Submitted to: Journal of Cereal Science
Publication Type: Peer Reviewed Journal
Publication Acceptance Date: 12/2/2005
Publication Date: 5/1/2006
Citation: Mohamed, A., Peterson, S.C., Grant, L.A., Rayas-Duarte, P. 2006. Effect of jet-cooked wheat gluten/lecithin blends on corn and rice starch retrogradation. Journal of Cereal Science. 43(3):293-300.

Interpretive Summary: Lecithin is a byproduct of the soybean processing industry. It is used as an addition in food and nonfood applications. Wheat gluten is a byproduct of the wheat starch wet milling industry. Blends of the two byproducts were prepared to obtain a product with unique functional properties. The blend was used to prevent water in corn and rice starch gels from separating during storage of different food products such as pudding and yogurt. The price of the blend is expected to be lower than lecithin alone. This research impacts the baking and adhesive industries, wheat growers, wheat starch industry, and prepared foods industries.

Technical Abstract: Vital wheat gluten and lecithin (GL) (50:50) were dry blended in a coffee grinder and a 9.5% (W/V) slurry was jet-cooked under steam pressure of 65 psi/g inlet and 40 psi/g outlet.

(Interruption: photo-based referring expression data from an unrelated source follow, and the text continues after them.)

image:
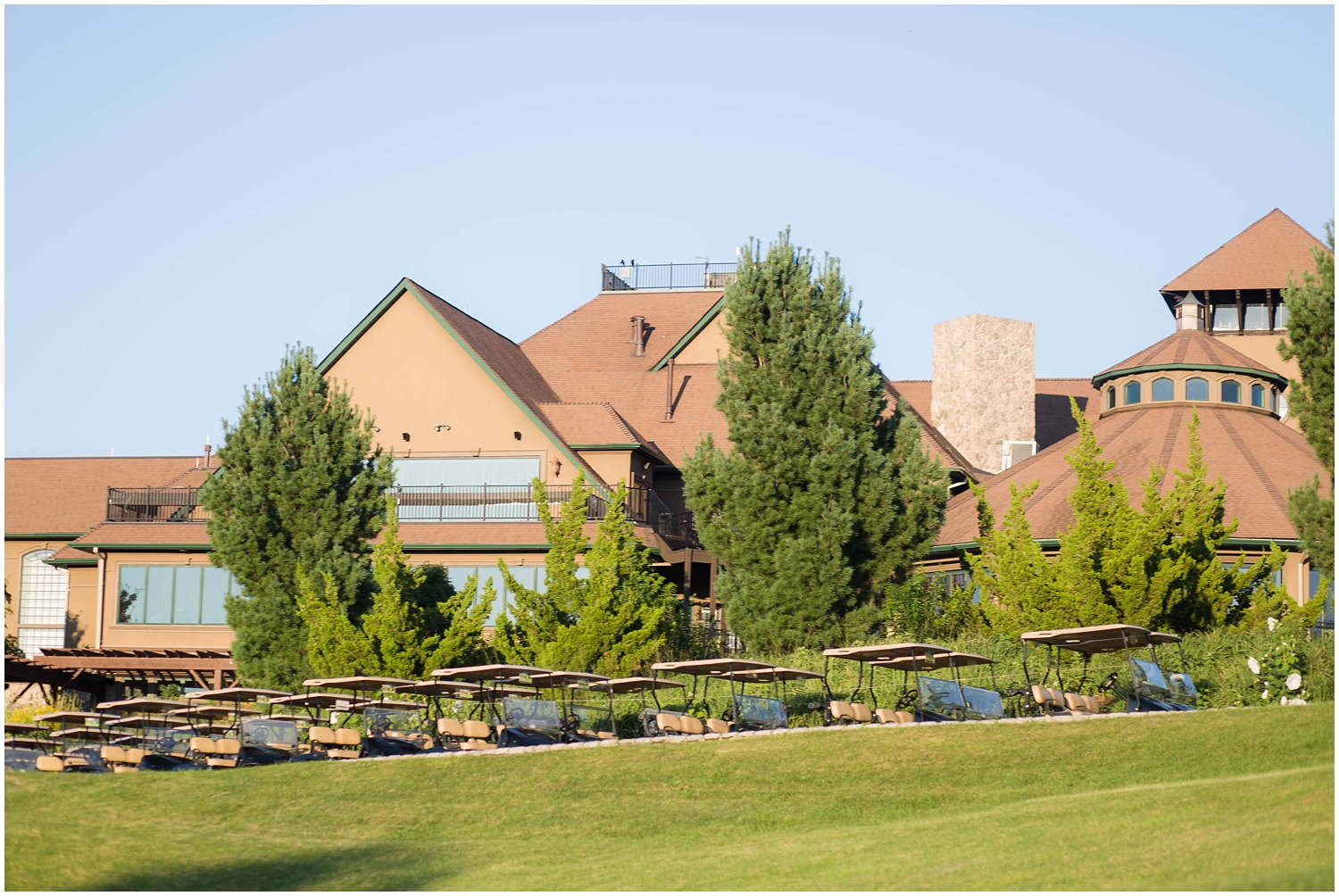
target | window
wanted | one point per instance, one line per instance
(173, 595)
(1226, 318)
(43, 598)
(1256, 318)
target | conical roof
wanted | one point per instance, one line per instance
(1259, 257)
(1189, 350)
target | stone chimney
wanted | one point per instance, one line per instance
(985, 391)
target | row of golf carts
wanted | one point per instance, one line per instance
(501, 706)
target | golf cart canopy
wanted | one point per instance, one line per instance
(1094, 639)
(883, 652)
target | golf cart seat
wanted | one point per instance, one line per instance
(894, 717)
(227, 753)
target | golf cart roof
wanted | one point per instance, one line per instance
(711, 666)
(318, 701)
(358, 682)
(237, 694)
(1093, 639)
(444, 689)
(937, 660)
(490, 673)
(880, 652)
(142, 705)
(560, 679)
(635, 684)
(70, 716)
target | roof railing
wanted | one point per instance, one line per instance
(698, 275)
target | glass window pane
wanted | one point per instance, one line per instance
(43, 591)
(130, 601)
(1224, 316)
(185, 603)
(158, 598)
(214, 585)
(1258, 318)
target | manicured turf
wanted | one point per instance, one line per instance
(1223, 800)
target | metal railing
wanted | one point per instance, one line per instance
(667, 276)
(154, 505)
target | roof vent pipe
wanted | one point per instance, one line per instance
(639, 336)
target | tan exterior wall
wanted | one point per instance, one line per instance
(115, 635)
(706, 347)
(414, 377)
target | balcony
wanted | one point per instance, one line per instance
(706, 275)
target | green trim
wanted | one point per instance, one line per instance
(693, 332)
(407, 286)
(43, 536)
(1212, 369)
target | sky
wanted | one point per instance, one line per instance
(192, 189)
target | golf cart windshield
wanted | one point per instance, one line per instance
(1148, 678)
(983, 703)
(270, 733)
(525, 713)
(940, 695)
(760, 711)
(386, 721)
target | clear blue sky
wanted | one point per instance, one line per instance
(189, 189)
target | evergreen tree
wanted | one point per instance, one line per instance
(824, 497)
(297, 486)
(1311, 340)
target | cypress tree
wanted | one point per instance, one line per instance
(824, 497)
(297, 486)
(1311, 340)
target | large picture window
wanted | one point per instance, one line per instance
(173, 595)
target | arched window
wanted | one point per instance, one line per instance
(43, 595)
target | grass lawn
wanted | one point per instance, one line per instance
(1224, 800)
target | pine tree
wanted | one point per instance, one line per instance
(297, 486)
(824, 497)
(1311, 340)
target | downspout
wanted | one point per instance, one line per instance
(102, 590)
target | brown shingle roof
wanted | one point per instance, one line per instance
(1259, 257)
(1188, 347)
(1256, 456)
(70, 494)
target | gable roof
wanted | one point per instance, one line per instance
(1189, 350)
(67, 496)
(1259, 257)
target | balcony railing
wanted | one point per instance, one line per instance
(430, 504)
(667, 276)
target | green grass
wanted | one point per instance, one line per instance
(1227, 800)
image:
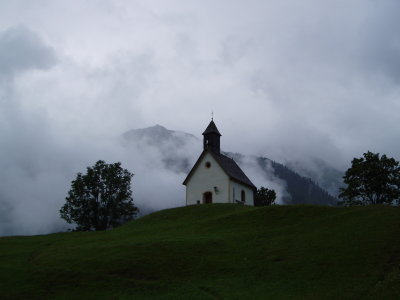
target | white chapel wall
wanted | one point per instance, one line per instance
(236, 193)
(205, 179)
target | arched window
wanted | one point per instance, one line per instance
(243, 196)
(207, 197)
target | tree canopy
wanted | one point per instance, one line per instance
(100, 199)
(264, 197)
(371, 179)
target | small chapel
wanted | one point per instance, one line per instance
(216, 178)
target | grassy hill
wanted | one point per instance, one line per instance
(215, 252)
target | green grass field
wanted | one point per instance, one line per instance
(215, 252)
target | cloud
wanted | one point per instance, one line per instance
(22, 49)
(297, 82)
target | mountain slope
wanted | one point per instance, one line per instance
(215, 252)
(177, 151)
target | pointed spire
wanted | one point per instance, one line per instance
(211, 128)
(211, 140)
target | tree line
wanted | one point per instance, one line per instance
(102, 198)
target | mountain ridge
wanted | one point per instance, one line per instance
(173, 147)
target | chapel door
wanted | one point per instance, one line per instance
(207, 197)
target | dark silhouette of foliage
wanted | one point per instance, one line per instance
(301, 190)
(371, 180)
(264, 197)
(100, 199)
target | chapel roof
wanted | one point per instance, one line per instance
(228, 165)
(211, 128)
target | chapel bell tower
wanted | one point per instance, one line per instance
(211, 138)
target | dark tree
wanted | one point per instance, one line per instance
(264, 197)
(100, 199)
(371, 180)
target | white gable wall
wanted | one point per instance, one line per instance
(205, 179)
(236, 193)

The jet-cooked material was lyophilized and stored at 0ºC for future use. The GL blend was added at 0 (control), 6, 11, 16, and 21% to pure food grade common corn and rice starch. Starch gelatinization and retrogradation temperature transitions were determined using Differential Scanning Calorimetry (DSC). From the DSC profiles, the change in the delta-H value was used as an indication of starch retrogradation, where a higher delta-H value indicated higher retrogradation. The delta-H values of the blends at 4ºC had higher values than the -20ºC and the ambient (25ºC) storage temperatures. Overall, the 21% GL/starch blends reduced retrogradation by 50%. Rice starch showed lower peak viscosity, as measured by Rapid Visco Amylograph (RVA) indicating lower amylose content. The same phenomena was also noticed in the firmer corn starch gel, relative to rice starch, as measured by Texture Analyzer (TA). Low concentrations (0.2-0.3%, w/w) of GL significantly reduced G', the shear storage modulus, of corn starch. Rice starch, however, showed an increase in G' in the presence of GL due to its lower amylose content and the increase in the solids content from the added GL blend.